The data are collections for SMT scripts of SMT-LIB language which is used in SMT solving research. The data contain the SMT scripts that take a relatively long time to solve, which are collected from symbolic execution tools, angr, and KLEE. It is the data used in Boosting Symbolic Execution via Constraint Solving Time Prediction: An Experience Reportwe share the data with the community for conducting further studies.

The data include four datasets, which are constraint models generated with GNU Coreutils using angr and KLEE, BusyBox using angr, and from SMT-comp.

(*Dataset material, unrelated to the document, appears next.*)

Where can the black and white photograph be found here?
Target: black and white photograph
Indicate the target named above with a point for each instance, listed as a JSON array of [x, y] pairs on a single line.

For our collected data, the scripts are collected during symbolic execution analyzing the binary file. The solving that takes more than 1 second would be recorded with the constraint model, analyzing file name and solving time. The index of the SMT script reflects the order and number of solving the query. The data are saved in the JSON structure. However, SMT solving time may not be accurate or stable during experiments. So we further adjust the solving time by querying each model with a pure z3 solver. The time is also saved in the file with the key solving_time_dic.

For SMT-comp, you may also get more information from https://smt-comp.github.io/2020/. We mainly use the (non-increment,QF_BV) dataset in our experiment. To download original data, the address is https://www.starexec.org/starexec/secure/explore/spaces.jsp?id=404954. Or you may use our released version with solving time for this dataset so you can replay our prediction result.

This data may further be used in solving time prediction, solver selection, and path selection of symbolic execution.